Illustration by Mitch Blunt
Consumer packaged goods (CPG) companies have a big problem: They have almost no idea which of their new products will end up being popular with consumers. Despite big data, despite a decade of heavy investment in innovation, despite chief innovation officers and efficient R&D, failure rates for new products have hovered at 60 percent for years. Two-thirds of new product concepts don’t even launch.
One reason is that the retail environment has become far more complex. E-commerce continues to upend long-established business models, and consumers are shopping less at supermarkets and hypermarkets and more in convenience stores, at discounters, and online.
What’s more, although CPG companies are extremely good at the early stages of innovation—identifying promising areas of growth and creating new product ideas in those areas—and at the later stages of testing concepts and commercializing them, there’s a conspicuous hole in the middle of the process. They don’t have a clear grasp of which combinations of features, packaging, price, and even labeling will persuade consumers to make a purchase. They’re like triathletes who are world-class at swimming and running, but terrible at cycling.

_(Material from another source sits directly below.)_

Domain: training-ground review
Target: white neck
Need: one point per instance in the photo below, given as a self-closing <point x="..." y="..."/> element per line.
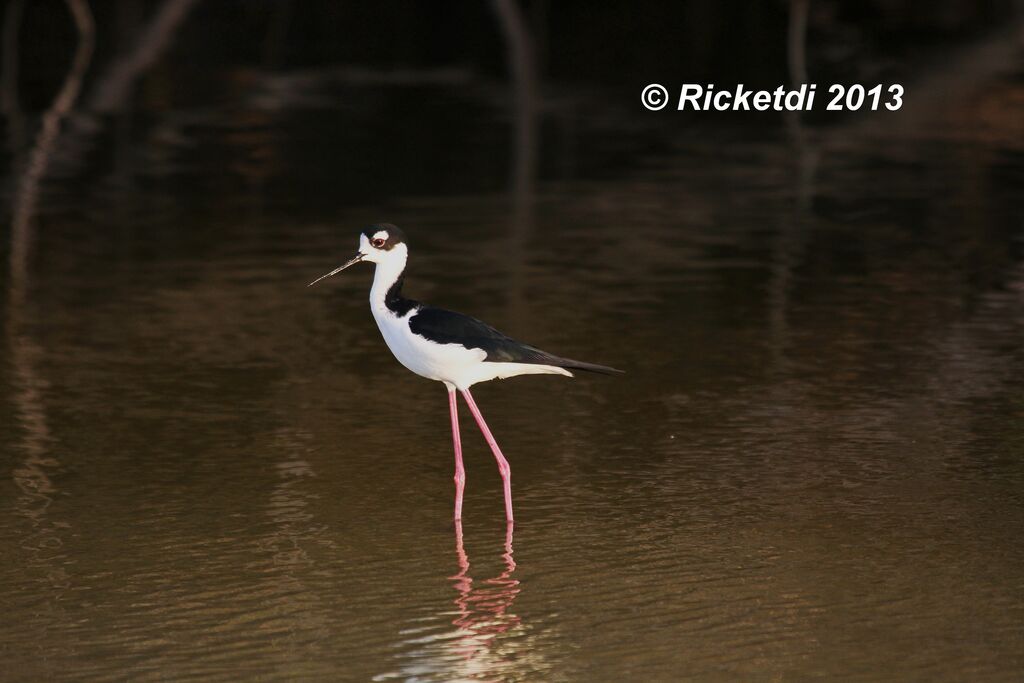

There’s a way to fill that hole, but it won’t be easy. based on our experience, we think it will require progress in three key (and intertwined) areas. None of the three will work without the other two, and all will compel CPG executives to rethink aspects of their traditional business model.
First, companies need to adopt dynamic modeling to gauge various combinations of features. When companies test a product concept today, they’re limited by the relative primitiveness of the tools available to them, such as consumer concept testing and market structure analysis. Testing a preset combination of options (for example, the cinnamon-flavored cookies, in six-ounce individual packages, at 79 cents per pack) produces a basic thumbs-up or thumbs-down assessment as to whether the product will be financially viable. However, the results apply only to that combination. If you change one element, the test results become much less useful. Worse, the testing is expensive and time-consuming, with turnaround times that are measured in months, which makes testing every single combination impossible.
Ideally, companies should be able to test various combinations more dynamically, adjusting the flavor profile, pack size, price, labeling, distribution channel, and any other aspect of the value proposition—even the brand name. Developing a simulation model that can evaluate a wide range of scenarios by altering the various elements and seeing how each factor affects the outcome while the product is still in the development stage is an effective way of doing so.
How much more would consumers pay for low-calorie cinnamon cookies? Would they prefer eight-ounce packs? And should the cookies be sold at a convenience store, a big-box retailer, a warehouse store, or online (or all of the above)? The right model would break such product propositions into their component parts, reassemble them in novel ways, and estimate demand for the new combinations. This in turn would require detailed data on which features consumers value, how much they’re willing to pay for those features, and wher they’re willing to make trade-offs.
In addition, simulation models need to deliver more actionable results. Rather than providing just a basic yes or no, the results must break down revenue, volume, and margin contribution. If a new product is going to take market share from another player, the model should let the company know wher that share will be coming from, at what price, and through which channels. importantly, the model should also indicate how much volume is incremental and how much is simply cannibalizing the company’s other offerings in the same category.